Todo rastro semejaba el polvo pasajero. Imitaba el follaje móvil que se precipitaba sin destino estable, sin otro paradero que el del viento aleatorio. Sólo las manchas —oscuras en su mayoría— lograban establecerse en la piedra, bajo los pasos constantes de los transeúntes. Persistían en su afán de edificar un nuevo hogar, sobrevivir a la intemperie y, ante todo, a la sombra. En el silencio. No las afectaba el fervor de limpieza cotidiana.
Los callejones estrechos las acogían con mayor ternura. Ahí el óxido y la herrumbre se esposaban con el musgo, con las paredes descascaradas hacia el exterior palpable. En el suelo, la única guía eran los declives, a veces en arco descendiente al centro que atraía el ritmo de las aguas torrenciales. Hacia el sumidero fluía todo lo volátil, salvo la persistencia de la mancha. Ella perduraba en vela de los márgenes de todas las aceras, incluso de las más amplias y asoleadas libertades.

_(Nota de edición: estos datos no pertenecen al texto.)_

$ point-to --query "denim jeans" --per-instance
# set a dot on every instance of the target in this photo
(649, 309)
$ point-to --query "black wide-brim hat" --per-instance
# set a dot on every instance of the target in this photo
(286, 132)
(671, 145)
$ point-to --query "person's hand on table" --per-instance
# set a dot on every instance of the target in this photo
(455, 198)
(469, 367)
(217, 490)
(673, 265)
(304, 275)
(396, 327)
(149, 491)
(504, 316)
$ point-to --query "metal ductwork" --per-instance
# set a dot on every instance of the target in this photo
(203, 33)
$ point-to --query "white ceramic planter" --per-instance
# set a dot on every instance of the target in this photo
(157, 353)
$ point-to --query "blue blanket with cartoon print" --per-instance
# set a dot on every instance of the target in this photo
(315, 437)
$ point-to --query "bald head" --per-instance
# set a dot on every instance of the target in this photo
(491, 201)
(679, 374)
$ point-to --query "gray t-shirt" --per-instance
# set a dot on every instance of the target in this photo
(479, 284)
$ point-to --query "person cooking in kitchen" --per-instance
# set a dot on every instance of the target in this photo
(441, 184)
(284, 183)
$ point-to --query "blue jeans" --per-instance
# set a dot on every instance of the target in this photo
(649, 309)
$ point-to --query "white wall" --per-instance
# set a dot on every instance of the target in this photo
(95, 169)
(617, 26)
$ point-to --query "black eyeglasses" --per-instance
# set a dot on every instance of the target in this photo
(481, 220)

Manchas como lunares. Manchas como letras. Manchas en testimonio vivo de mi paso diario y tímido, pero constante como la arena endurecida en piedra. Así quedaste tú también Ricardo, en el olvido de mancha indeleble y negra atrás del archivo. Remedaste a Gnarda, la amante olvidada del héroe literario blanco en el 32…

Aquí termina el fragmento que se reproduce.